Cosmic Chesire Cats in M16

Given the tradition of Friday cat-blogging I thought I should start presenting some astronomical cats. The most famous of which is the one lurking in M16, aka the Eagle Nebula, aka the Pillars of Creation.

The cat visible in the image to the left has an angular size of about 15 arcseconds (lengthwise). M16 is about 2.0+/-0.1 kpc distance from us (about 6500 light years), so the physical size of the structure that looks like a cat is (15/3600) * (pi/180) * 2000 = 0.145 pc long, or very roughly about 2.8e12 miles (say three thousand billion miles) long.

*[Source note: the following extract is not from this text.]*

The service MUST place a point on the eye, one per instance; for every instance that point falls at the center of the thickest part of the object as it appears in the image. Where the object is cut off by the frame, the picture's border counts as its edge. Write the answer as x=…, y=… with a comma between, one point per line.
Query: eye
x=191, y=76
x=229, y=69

I was reminded about the Eagle Nebula by Gagne et al's (2006) preprint on arXiv.org regarding a Chandra observation of M16. Unfortunately the Chandra X-ray image is rather dull looking (to me) as you don't see the nebula (its only a HII region/PDR, so the temperatures in the gas are too low for X-ray emission) but only the young stars.

The cat's ears are actually tipped by EGGs (Evaporating Gaseous Globules), which either are the same thing as Proplyds, or will evolve into them (there seems to be some argument about this). Proplyds are thought to be young solar systems (maybe with planets, but mainly they're comprised of a very young star still in the process of forming), and M16 is covered in EGGs/proplyds (hence the Pillars of Creation moniker).